How droplets and the contextual menu plug-in work
File Buddy droplets and the File Buddy contextual menu plug-in both work by passing items to File Buddy along with instructions for how to process those items. When a droplet or the File Buddy contextual menu needs to send files to File Buddy, it uses a part of the operating system known as Launch Services to obtain a reference to File Buddy which it then uses to pass the items that need to be processed to File Buddy.

What can go wrong
Unfortunately, there are times when Launch Services can fail to locate File Buddy (yes, even when it's running), returning instead an "application not found" error. When this happens, the File Buddy contextual menu plug-in will fail silently and do nothing. File Buddy droplets will display an alert stating that File Buddy could not be found.

Why File Buddy can't be found
There are two possibilities:

First, if a new copy of File Buddy has been installed but never launched, Launch Services won't find it for other applications. This is part of a security measure implemented by Apple in Mac OS X 10.3.5 to prevent potentially destructive applications from being launched without your knowledge.

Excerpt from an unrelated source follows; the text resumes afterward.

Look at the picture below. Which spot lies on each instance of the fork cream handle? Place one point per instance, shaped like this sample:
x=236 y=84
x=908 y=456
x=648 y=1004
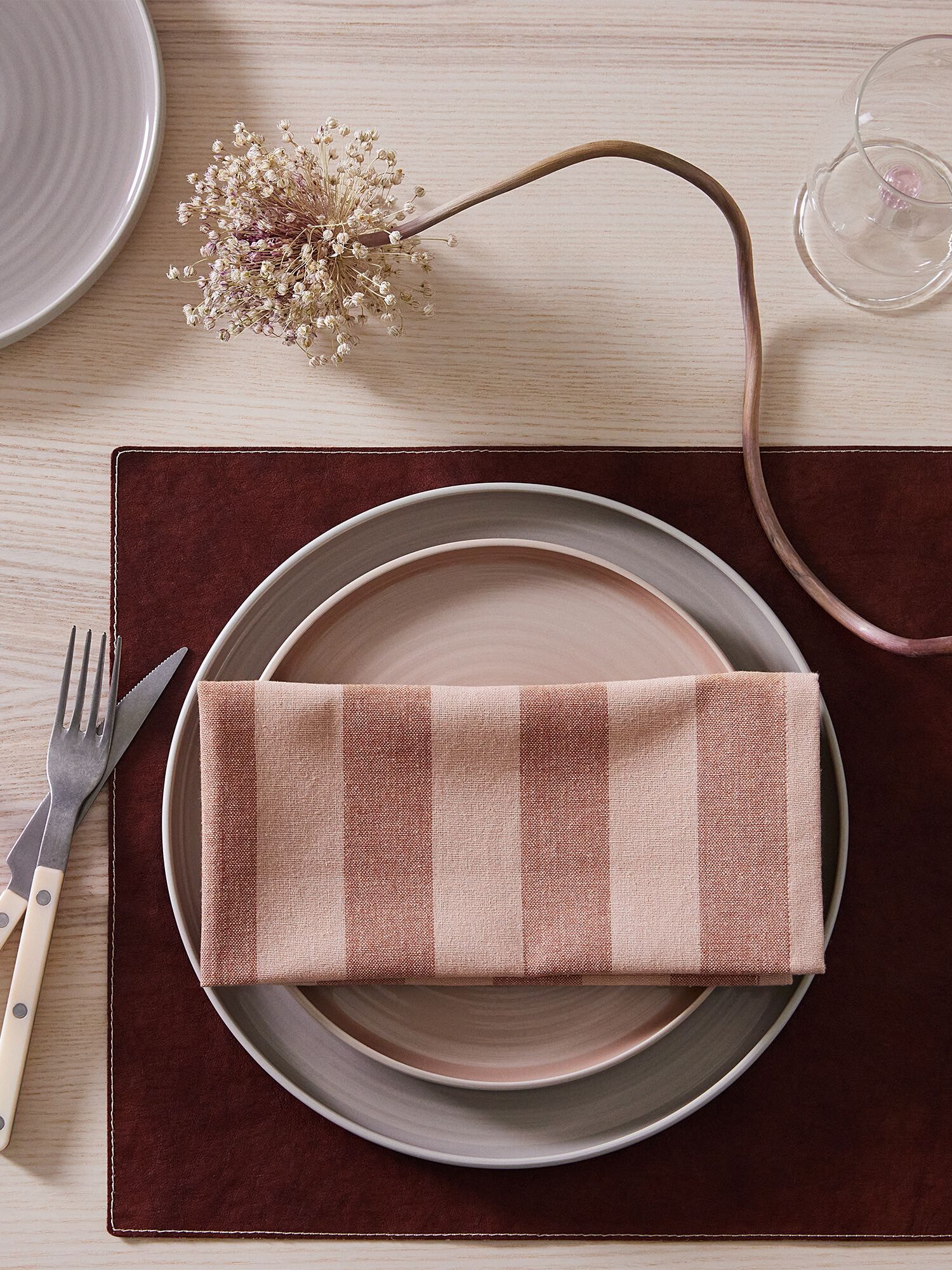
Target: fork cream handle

Second, there's a general consensus among developers that Launch Services, like many parts of Mac OS X, can get confused at times. It's not known if this is due to corruption in the Launch Services database, incorrect entries in the Launch Services, or a bug in Launch Services when it searches its database. In any case, there are times when by all rights Launch Services should be able to find an application such as File Buddy but claims it cannot.

Your options
Now that you've gotten the technical background, here's what you can try. Keep in mind that you really shouldn't have to do any of this, but Mac OS X is not without its problems, so here goes:

Make sure you only have one copy of File Buddy 8 installed. If you have to remove any additional copies, move them to the Trash and empty the Trash. Once you've removed the extra copies of File Buddy, launch the remaining copy by double-clicking it. Then ensures the remaining copy is "trusted." If this doesn't fix the problem...

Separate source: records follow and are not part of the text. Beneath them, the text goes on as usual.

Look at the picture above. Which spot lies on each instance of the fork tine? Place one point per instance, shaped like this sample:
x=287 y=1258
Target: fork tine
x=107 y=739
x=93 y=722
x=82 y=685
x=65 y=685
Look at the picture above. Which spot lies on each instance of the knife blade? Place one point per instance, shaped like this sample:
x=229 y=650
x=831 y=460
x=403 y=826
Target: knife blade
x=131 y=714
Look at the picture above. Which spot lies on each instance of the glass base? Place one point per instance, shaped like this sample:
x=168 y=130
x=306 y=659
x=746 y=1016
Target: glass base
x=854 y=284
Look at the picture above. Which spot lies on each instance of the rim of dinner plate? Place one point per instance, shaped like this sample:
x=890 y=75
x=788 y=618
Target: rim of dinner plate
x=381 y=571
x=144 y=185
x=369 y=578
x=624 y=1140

Option-drag File Buddy into another folder to get the Finder to make a copy of it. This causes the Finder to update the Launch Services database. As soon as the copy is complete, you can Trash the copy and empty the Trash. If that doesn't work...

You can get more serious. Serious means deleting the Launch Services database and restarting. This has been known to fix problems like this in the past. In fact, I just had to do it the other day because my droplets couldn't find File Buddy. There are downsides to getting serious, though. If you delete the Launch Services database:

  • None of your applications will be considered trusted until they've been launched at least once. This means that the first time an application is opened indirectly by opening a file which opens in that application you'll get an alert asking if you want to allow that application to run. (Applications opened by doubling-clicking them don't cause the alert to appear.)
  • If you've customized which applications should open specific types of files using the Finder's Open With option in a Get Info window, all of those customizations will be lost.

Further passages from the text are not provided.